The pool, which predates the Tournament Capital Centre in which it now sits, was built in 1992. City staff say the facility has been well-maintained, but the building envelope and mechanical, electrical, heating and ventilation systems are nearing or past their life expectancies.

The repairs are expected to begin in late 2020 after the 55+ Games are held at the venue.

City sustainability supervisor Glen Cheetham said the infrastructure work provides an opportunity to make the facility more energy-efficient.

“There is a need to make some improvements to the Canada Games Aquatic Centre, its various systems like its walls, its roof structures and its mechanical systems,” he said.

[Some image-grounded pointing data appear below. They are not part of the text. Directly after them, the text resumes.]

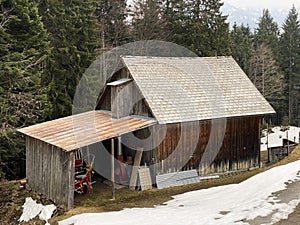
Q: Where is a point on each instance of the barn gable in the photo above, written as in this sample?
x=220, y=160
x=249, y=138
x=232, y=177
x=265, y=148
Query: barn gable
x=185, y=89
x=193, y=89
x=202, y=113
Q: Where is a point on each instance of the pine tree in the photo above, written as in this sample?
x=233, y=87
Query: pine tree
x=267, y=78
x=290, y=64
x=148, y=22
x=201, y=26
x=242, y=46
x=267, y=33
x=111, y=15
x=24, y=49
x=73, y=29
x=174, y=13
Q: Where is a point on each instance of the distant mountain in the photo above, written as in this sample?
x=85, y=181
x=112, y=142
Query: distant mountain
x=251, y=16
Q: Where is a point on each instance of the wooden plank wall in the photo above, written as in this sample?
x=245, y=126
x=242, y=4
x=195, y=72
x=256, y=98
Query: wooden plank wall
x=129, y=98
x=185, y=146
x=50, y=171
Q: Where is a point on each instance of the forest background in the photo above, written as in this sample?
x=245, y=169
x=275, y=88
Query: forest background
x=46, y=46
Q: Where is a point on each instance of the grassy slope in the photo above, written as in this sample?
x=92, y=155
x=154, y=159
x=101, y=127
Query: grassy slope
x=100, y=201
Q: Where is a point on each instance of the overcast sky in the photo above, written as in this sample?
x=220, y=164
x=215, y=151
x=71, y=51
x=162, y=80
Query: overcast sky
x=270, y=4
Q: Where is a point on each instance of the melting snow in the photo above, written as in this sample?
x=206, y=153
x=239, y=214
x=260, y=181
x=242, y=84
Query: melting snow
x=230, y=204
x=31, y=209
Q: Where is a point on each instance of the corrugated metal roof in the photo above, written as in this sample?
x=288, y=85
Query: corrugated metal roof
x=194, y=88
x=72, y=132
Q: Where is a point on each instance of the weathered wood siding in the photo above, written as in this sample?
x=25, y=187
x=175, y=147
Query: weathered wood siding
x=50, y=171
x=195, y=145
x=124, y=100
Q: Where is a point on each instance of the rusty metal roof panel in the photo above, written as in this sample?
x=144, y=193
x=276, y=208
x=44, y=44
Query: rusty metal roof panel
x=72, y=132
x=195, y=88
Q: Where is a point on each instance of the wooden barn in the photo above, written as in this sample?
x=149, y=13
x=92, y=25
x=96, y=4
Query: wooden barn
x=181, y=113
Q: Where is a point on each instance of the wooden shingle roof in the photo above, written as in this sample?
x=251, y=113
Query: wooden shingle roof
x=76, y=131
x=194, y=88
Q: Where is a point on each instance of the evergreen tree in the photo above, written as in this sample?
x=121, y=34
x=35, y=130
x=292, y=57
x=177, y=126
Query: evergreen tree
x=24, y=48
x=174, y=13
x=73, y=29
x=267, y=78
x=200, y=26
x=148, y=22
x=242, y=46
x=111, y=15
x=267, y=33
x=290, y=64
x=209, y=29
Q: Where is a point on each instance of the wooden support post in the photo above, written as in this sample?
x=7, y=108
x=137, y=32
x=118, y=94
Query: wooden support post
x=113, y=169
x=71, y=171
x=136, y=164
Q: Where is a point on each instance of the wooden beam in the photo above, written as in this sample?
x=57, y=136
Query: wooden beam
x=113, y=169
x=71, y=171
x=136, y=164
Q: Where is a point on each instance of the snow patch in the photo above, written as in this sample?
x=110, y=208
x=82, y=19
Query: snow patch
x=230, y=204
x=31, y=209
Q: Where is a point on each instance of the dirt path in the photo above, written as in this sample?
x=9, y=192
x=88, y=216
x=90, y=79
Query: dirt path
x=293, y=219
x=289, y=197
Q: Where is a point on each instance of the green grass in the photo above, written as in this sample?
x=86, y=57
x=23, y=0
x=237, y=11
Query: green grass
x=99, y=200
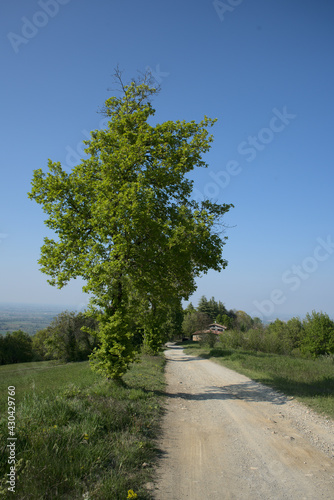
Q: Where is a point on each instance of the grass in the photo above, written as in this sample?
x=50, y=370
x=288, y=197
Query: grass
x=309, y=381
x=81, y=436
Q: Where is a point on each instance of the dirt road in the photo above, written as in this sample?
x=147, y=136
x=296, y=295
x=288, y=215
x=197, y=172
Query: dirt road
x=227, y=437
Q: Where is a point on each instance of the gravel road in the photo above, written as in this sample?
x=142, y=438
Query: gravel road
x=227, y=437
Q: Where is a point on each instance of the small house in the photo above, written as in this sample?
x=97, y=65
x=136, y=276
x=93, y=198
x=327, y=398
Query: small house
x=213, y=328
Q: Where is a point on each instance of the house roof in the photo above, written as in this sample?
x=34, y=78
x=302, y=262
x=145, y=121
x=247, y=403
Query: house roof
x=217, y=325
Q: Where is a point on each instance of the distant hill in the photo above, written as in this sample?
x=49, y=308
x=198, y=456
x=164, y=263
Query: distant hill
x=26, y=317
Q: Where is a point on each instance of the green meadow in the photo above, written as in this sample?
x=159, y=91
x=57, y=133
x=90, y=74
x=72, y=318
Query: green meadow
x=80, y=435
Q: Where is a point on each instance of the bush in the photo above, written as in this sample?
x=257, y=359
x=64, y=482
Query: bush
x=318, y=337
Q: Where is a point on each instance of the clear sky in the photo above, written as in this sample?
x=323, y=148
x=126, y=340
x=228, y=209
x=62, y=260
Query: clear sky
x=264, y=68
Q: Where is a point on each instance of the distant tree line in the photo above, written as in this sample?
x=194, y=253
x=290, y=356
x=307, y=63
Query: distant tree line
x=313, y=336
x=70, y=336
x=73, y=337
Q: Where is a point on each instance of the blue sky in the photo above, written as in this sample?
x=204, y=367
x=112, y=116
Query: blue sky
x=263, y=68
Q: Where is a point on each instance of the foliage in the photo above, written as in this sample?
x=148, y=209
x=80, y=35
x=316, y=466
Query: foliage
x=194, y=322
x=318, y=334
x=211, y=307
x=126, y=222
x=67, y=338
x=15, y=347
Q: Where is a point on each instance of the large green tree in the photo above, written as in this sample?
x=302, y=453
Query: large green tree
x=125, y=221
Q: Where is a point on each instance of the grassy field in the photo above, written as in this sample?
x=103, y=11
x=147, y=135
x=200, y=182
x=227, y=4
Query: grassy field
x=309, y=381
x=81, y=436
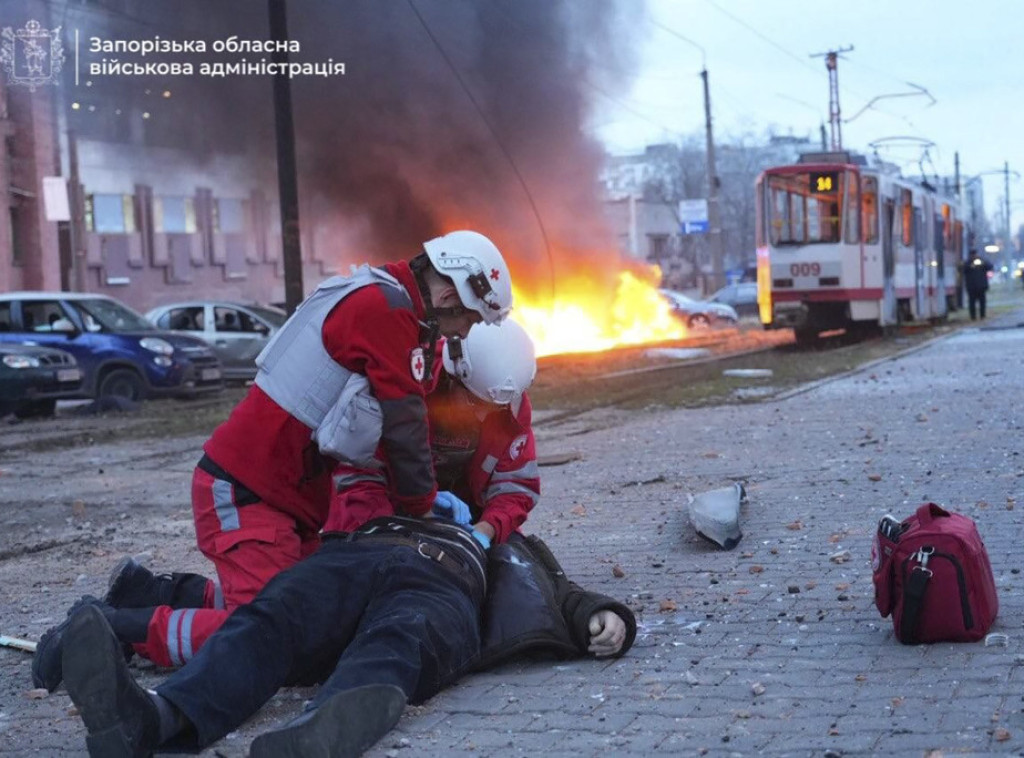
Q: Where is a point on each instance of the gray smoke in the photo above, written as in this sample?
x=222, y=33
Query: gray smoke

“And so the city has pursued this [provincial] funding to help support doing measures that go above and beyond the code requirements for a project like this and to try to use technologies that are available to really improve the energy- efficiency.”

Cheetham said the facility is responsible for 10 per cent of greenhouse gas emissions linked to municipal operations. The upgrades are expected to improve the facility’s efficiency by between 25 and 50 per cent. One improvement is heat recovery. Pools are humid and require air circulation to manage humidity and prevent damage to the building’s structure and mechanical systems.

“Conventionally, you’re venting a lot of air out of the pool and with that air goes a lot of heat,” Cheetham said. “There is opportunity to capture that heat and put it back into the pool system so that you’re still addressing your ventilation requirements without wasting energy.”

Financing includes little more than a third of federal and provincial funds, with $2.9 million earmarked from the federal Community Works Fund, money given to municipalities twice annually for various projects, as well as an application submitted recently to the province for $458,000 from the CleanBC Communities Fund.

The city could hear back in the next few months on whether it will receive that grant funding. The city proposes funding the remaining $5.7 million through debt.

Staff are asking council to authorize on Tuesday support for the project.